Here's how it actually works.
The Scoring Model
You start at 110 points. Every practice that is not implemented deducts points. The amount varies by practice based on its assessed criticality. Some deductions are small. Some are significant. A handful of high-value controls can drop your score substantially on their own.
The floor that matters: if your score is below 88, you cannot bid on contracts requiring CUI handling. That's not a soft guideline. It's a hard cutoff. Contracting officers check the Supplier Performance Risk System (SPRS) before award. No entry, or an entry below 88, and the conversation is over before it starts.
The number that should wake you up: −12 That's the average SPRS score among DoD contractors when assessed independently. Not 88. Not 50. Negative twelve. For years, contractors self-reported scores near perfect. When auditors actually looked, the reality was dramatically different.
Why Self-Reported Scores Were Wrong
The SPRS system previously relied entirely on contractor self-assessment. There was no verification, no audit, no external check. Contractors filled out their scores and submitted them.
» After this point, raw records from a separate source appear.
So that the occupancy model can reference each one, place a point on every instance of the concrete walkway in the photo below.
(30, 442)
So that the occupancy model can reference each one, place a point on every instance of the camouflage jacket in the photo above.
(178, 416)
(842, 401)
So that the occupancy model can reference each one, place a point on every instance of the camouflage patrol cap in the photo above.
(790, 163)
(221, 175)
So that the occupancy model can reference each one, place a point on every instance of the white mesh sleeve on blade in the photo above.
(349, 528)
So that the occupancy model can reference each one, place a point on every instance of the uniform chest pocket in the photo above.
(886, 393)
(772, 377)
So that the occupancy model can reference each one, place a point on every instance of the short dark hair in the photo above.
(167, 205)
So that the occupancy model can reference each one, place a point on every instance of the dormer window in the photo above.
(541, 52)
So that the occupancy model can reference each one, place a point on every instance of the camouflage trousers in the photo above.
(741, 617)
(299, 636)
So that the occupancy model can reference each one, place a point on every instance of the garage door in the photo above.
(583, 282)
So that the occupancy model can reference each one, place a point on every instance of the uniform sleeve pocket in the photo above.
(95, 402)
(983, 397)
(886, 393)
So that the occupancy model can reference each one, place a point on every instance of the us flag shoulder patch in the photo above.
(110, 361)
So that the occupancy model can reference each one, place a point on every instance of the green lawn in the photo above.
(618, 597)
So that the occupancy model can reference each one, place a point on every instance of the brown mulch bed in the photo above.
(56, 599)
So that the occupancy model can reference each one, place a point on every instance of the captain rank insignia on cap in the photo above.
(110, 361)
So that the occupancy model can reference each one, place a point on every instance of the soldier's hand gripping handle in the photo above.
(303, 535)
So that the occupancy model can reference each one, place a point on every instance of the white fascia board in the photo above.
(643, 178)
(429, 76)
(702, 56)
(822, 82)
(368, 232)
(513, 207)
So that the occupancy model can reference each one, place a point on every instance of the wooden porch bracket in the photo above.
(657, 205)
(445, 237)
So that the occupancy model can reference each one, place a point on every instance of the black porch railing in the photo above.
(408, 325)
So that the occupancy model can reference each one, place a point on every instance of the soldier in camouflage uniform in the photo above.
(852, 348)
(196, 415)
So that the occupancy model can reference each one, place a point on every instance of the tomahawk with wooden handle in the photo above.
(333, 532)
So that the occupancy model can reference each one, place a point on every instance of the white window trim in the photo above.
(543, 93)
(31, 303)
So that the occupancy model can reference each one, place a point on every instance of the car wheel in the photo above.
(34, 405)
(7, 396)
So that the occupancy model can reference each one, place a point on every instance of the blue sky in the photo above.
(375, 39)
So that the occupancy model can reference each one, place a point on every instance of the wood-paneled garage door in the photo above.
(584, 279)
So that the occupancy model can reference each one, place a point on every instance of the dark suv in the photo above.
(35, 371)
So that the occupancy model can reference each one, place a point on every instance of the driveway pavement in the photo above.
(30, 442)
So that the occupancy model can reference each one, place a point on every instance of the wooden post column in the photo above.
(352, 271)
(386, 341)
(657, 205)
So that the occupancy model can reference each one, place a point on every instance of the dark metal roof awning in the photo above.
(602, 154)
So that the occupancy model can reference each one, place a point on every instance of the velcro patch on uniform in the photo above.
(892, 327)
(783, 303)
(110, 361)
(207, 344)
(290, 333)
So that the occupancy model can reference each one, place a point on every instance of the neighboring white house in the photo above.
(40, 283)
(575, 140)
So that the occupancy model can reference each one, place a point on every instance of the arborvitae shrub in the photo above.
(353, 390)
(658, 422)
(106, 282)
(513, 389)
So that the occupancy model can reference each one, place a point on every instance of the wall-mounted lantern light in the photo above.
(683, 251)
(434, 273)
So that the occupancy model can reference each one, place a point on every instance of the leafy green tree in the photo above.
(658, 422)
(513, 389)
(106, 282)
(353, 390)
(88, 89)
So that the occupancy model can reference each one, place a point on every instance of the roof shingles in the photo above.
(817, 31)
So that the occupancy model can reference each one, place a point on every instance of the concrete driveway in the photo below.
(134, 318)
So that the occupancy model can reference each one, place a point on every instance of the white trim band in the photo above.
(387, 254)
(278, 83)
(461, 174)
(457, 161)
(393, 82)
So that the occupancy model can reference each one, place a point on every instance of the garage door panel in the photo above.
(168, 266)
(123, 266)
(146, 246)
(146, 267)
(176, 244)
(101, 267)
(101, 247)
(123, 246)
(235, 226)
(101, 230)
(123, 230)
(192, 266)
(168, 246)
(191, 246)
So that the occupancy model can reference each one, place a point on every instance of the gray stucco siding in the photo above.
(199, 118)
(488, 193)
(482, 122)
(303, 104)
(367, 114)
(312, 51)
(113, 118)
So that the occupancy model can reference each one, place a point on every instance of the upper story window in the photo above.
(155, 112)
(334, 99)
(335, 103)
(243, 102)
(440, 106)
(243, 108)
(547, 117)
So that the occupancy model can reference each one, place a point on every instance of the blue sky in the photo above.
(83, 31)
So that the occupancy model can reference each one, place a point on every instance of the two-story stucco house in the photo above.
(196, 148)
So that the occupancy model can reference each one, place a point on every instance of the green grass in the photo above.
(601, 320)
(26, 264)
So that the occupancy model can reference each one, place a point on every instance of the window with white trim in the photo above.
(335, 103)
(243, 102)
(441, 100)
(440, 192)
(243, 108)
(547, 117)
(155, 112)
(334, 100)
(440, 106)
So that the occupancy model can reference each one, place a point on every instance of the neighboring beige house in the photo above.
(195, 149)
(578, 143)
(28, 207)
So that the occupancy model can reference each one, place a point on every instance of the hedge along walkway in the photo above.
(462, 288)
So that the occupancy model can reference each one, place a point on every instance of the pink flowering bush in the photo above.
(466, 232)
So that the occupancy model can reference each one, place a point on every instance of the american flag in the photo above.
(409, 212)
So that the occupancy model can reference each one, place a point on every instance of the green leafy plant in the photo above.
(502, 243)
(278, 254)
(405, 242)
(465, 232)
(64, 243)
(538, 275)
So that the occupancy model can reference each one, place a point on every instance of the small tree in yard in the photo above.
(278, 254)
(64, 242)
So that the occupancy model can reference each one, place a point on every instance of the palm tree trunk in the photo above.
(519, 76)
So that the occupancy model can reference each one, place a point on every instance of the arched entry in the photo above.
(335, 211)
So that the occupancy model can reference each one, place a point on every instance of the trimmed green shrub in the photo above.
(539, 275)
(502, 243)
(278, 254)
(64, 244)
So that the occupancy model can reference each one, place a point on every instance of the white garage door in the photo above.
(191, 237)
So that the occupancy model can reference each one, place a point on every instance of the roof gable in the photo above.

Unsurprisingly, the scores tended to be optimistic, not always from dishonesty, but from a genuine lack of understanding about what "implemented" actually means under NIST 800-171.
A control isn't implemented because you have a policy that says you do it. It's implemented when the technical and procedural evidence demonstrates that it is consistently, verifiably in place. That's a different bar than most contractors were applying.
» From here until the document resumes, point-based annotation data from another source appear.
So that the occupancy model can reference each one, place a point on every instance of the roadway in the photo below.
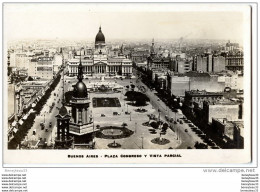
(46, 117)
(186, 139)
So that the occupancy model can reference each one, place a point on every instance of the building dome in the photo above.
(100, 38)
(80, 90)
(63, 111)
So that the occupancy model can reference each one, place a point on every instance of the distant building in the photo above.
(199, 97)
(194, 81)
(44, 68)
(229, 131)
(158, 62)
(182, 66)
(208, 63)
(235, 62)
(139, 56)
(100, 64)
(221, 109)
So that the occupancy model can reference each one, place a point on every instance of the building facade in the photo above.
(100, 63)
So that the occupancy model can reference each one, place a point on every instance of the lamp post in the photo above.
(142, 142)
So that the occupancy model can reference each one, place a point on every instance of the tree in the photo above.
(30, 78)
(154, 125)
(124, 125)
(165, 127)
(139, 98)
(132, 87)
(200, 145)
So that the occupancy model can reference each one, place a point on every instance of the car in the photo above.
(116, 113)
(42, 125)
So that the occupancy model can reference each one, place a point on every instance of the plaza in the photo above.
(116, 116)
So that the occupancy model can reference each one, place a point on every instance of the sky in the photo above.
(81, 21)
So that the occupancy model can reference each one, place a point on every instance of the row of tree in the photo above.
(28, 123)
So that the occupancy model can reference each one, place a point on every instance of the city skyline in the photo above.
(82, 23)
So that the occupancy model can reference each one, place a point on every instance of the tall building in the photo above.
(100, 64)
(82, 121)
(63, 139)
(157, 62)
(235, 61)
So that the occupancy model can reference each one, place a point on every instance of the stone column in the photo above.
(58, 129)
(63, 133)
(77, 116)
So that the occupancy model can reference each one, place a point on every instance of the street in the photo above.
(187, 139)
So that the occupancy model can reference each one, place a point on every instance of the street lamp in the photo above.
(142, 142)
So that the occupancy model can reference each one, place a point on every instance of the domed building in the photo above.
(63, 139)
(100, 44)
(98, 63)
(81, 120)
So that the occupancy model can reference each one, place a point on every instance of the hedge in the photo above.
(28, 123)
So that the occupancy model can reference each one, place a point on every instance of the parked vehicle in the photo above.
(42, 125)
(116, 113)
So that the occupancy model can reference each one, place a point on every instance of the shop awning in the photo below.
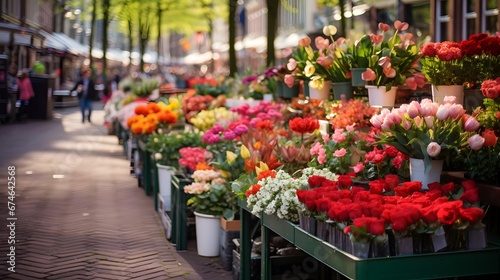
(73, 46)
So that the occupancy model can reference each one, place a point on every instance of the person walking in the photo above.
(25, 94)
(86, 93)
(12, 90)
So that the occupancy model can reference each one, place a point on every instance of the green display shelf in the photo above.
(178, 215)
(419, 266)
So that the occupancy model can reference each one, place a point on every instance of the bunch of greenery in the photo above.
(165, 147)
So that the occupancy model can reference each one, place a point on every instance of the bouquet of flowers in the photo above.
(166, 146)
(483, 165)
(275, 192)
(191, 157)
(330, 62)
(395, 59)
(211, 194)
(341, 152)
(428, 130)
(354, 111)
(481, 58)
(443, 64)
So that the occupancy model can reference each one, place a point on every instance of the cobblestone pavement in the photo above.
(80, 215)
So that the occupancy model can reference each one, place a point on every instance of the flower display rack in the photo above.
(145, 180)
(419, 266)
(178, 214)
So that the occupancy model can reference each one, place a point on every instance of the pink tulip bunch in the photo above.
(428, 130)
(395, 60)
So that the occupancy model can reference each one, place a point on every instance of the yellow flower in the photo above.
(316, 82)
(329, 30)
(230, 156)
(310, 52)
(225, 174)
(244, 152)
(309, 69)
(262, 166)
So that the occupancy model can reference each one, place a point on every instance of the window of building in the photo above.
(470, 15)
(418, 16)
(442, 20)
(489, 20)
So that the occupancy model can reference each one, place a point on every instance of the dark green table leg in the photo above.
(182, 216)
(146, 171)
(156, 188)
(246, 246)
(265, 265)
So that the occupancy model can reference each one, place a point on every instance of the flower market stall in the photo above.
(350, 187)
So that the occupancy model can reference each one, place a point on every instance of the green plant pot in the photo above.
(342, 88)
(356, 80)
(291, 92)
(280, 88)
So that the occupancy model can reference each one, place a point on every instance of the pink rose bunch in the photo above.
(190, 156)
(491, 88)
(341, 152)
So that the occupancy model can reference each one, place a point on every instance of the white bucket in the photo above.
(207, 234)
(165, 173)
(417, 172)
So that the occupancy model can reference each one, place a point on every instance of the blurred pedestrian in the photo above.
(25, 94)
(85, 88)
(12, 90)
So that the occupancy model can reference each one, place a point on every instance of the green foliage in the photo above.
(218, 201)
(169, 144)
(145, 87)
(242, 184)
(483, 166)
(487, 117)
(207, 89)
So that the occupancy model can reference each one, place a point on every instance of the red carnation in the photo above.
(472, 215)
(377, 186)
(391, 181)
(470, 196)
(303, 125)
(429, 50)
(315, 181)
(345, 181)
(469, 185)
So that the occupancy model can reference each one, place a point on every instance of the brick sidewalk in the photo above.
(94, 223)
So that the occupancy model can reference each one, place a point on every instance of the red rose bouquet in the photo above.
(442, 63)
(481, 56)
(483, 165)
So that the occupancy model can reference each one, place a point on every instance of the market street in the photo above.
(80, 214)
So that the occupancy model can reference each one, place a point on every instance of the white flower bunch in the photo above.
(277, 196)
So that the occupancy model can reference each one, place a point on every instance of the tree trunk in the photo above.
(272, 27)
(130, 43)
(158, 41)
(92, 28)
(343, 30)
(105, 20)
(233, 69)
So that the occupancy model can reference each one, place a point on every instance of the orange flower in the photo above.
(148, 127)
(203, 165)
(153, 107)
(265, 125)
(266, 173)
(257, 145)
(136, 128)
(134, 119)
(303, 125)
(167, 116)
(141, 110)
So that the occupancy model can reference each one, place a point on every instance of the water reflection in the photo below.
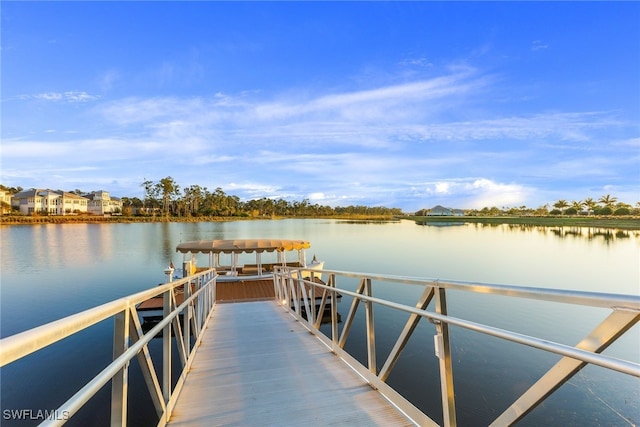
(49, 271)
(607, 235)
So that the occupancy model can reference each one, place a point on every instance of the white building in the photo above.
(101, 203)
(49, 202)
(5, 202)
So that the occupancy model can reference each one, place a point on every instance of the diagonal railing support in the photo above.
(352, 314)
(407, 331)
(609, 330)
(443, 352)
(146, 365)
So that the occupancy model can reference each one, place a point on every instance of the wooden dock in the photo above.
(257, 366)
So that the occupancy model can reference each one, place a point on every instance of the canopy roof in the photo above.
(242, 245)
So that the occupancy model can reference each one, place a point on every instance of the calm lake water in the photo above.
(51, 271)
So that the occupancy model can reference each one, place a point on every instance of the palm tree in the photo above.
(577, 205)
(590, 205)
(561, 204)
(608, 201)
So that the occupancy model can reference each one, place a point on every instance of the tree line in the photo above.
(605, 205)
(165, 197)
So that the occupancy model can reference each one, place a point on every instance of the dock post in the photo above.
(443, 351)
(119, 383)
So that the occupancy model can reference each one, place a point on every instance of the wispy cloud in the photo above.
(68, 96)
(538, 45)
(382, 145)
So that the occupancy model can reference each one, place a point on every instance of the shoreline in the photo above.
(625, 223)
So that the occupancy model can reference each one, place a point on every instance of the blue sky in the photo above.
(401, 104)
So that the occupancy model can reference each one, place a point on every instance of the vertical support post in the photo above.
(166, 352)
(443, 352)
(312, 318)
(371, 334)
(186, 319)
(119, 383)
(334, 310)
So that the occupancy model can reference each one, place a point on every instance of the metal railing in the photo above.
(184, 323)
(300, 296)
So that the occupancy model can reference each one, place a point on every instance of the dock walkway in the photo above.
(257, 366)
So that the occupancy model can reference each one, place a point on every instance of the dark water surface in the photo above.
(52, 271)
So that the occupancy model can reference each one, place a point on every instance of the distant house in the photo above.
(5, 201)
(48, 202)
(73, 203)
(442, 211)
(101, 203)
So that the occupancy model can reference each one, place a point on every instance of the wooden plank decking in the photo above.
(257, 366)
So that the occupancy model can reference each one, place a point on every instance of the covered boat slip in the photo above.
(234, 248)
(257, 365)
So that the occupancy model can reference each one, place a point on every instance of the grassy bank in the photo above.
(90, 219)
(625, 223)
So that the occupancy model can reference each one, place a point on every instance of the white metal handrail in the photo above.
(129, 342)
(298, 295)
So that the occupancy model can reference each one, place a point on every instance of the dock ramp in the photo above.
(258, 366)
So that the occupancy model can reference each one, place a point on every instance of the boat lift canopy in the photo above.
(215, 247)
(241, 245)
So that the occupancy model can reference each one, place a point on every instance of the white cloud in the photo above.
(475, 193)
(69, 96)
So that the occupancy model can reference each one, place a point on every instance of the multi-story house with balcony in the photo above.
(5, 202)
(48, 202)
(101, 203)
The Controls That Hit Hardest
Certain practices carry heavier point weights because of their criticality. Multi-factor authentication is one of the most significant, and it also cannot be put on a Plan of Action & Milestones (POA&M). If MFA is not implemented before your assessment, you fail that control with no deferral option. Same with encryption of CUI at rest and in transit.
These aren't edge cases. They're foundational controls that a large percentage of small contractors haven't fully implemented, particularly in environments that evolved organically without a dedicated security function.
What Your Score Actually Means for Business
Your SPRS score is public-facing within the federal procurement system. It influences not just whether you can win a contract but how contracting officers perceive your risk profile. A score near 110 signals a mature security program. A score near the floor signals the opposite, and that perception follows you into every bid you submit.
Knowing your real score before a solicitation requires it gives you time to close the gaps that matter most, improve your score meaningfully, and enter the bidding process from a position of actual confidence rather than optimistic guesswork.